Maior ainda foi a surpresa quando, ainda no jornal do pai, deparou-se com as tais Palavras Cruzadas, um quadrado maior dividido em pequenos quadradinhos, alguns pintados de preto, números horizontais, números verticais, ao lado uma relação de significados: lindo brinquedo!

Gostou que ali não houvesse uma história contada, apenas palavras, e seus próprios significados. Cada palavra, um assunto. Um mundo novo, infinito. Sem contar as abreviaturas: AC, antes de Cristo; DC, depois de Cristo; SP, São Paulo; bonitas e fáceis de lembrar.

Até que surgiu uma palavra complicada! Uma não, duas palavras complicadas, com uma letra cuja pronúncia parecia variar, sem uma lógica clara. Pedro leu, na coluna das Horizontais, e perguntou ao pai-sabe-tudo:

-- Pai, o que é “flucho” e “reflucho” das águas do mar?
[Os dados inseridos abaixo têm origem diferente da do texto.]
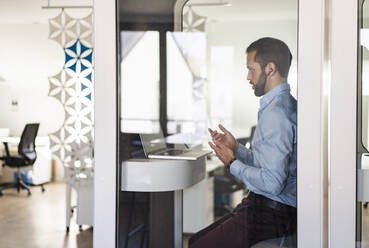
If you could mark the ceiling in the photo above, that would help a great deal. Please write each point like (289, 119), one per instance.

O pai disparou estrondosa gargalhada!: -- É fluxo e refluxo, Pedro! É a maré, o movimento das águas do mar, lembra-se das ondas que vêem e vão na praia?

Mas o pai disse aquelas palavras tão amorosamente, com tanto carinho em seu tom de voz, tão professor, que Pedro teve até vontade de chorar. A risada do pai não foi de mofa, não foi de troça, a situação é que era engraçada. Flucho e reflucho? Uma piada, boa piada, e diante de uma boa piada, há que se rir!

Desde então, ao chegar à praia -- o que ele mais gosta na vida! --, ou abrir o jornal e encontrar as palavras cruzadas, Pedro se lembra da maré. Anos depois, aprendeu ainda que, além de seu significado próprio, as palavras guardam também sua carga de afeto.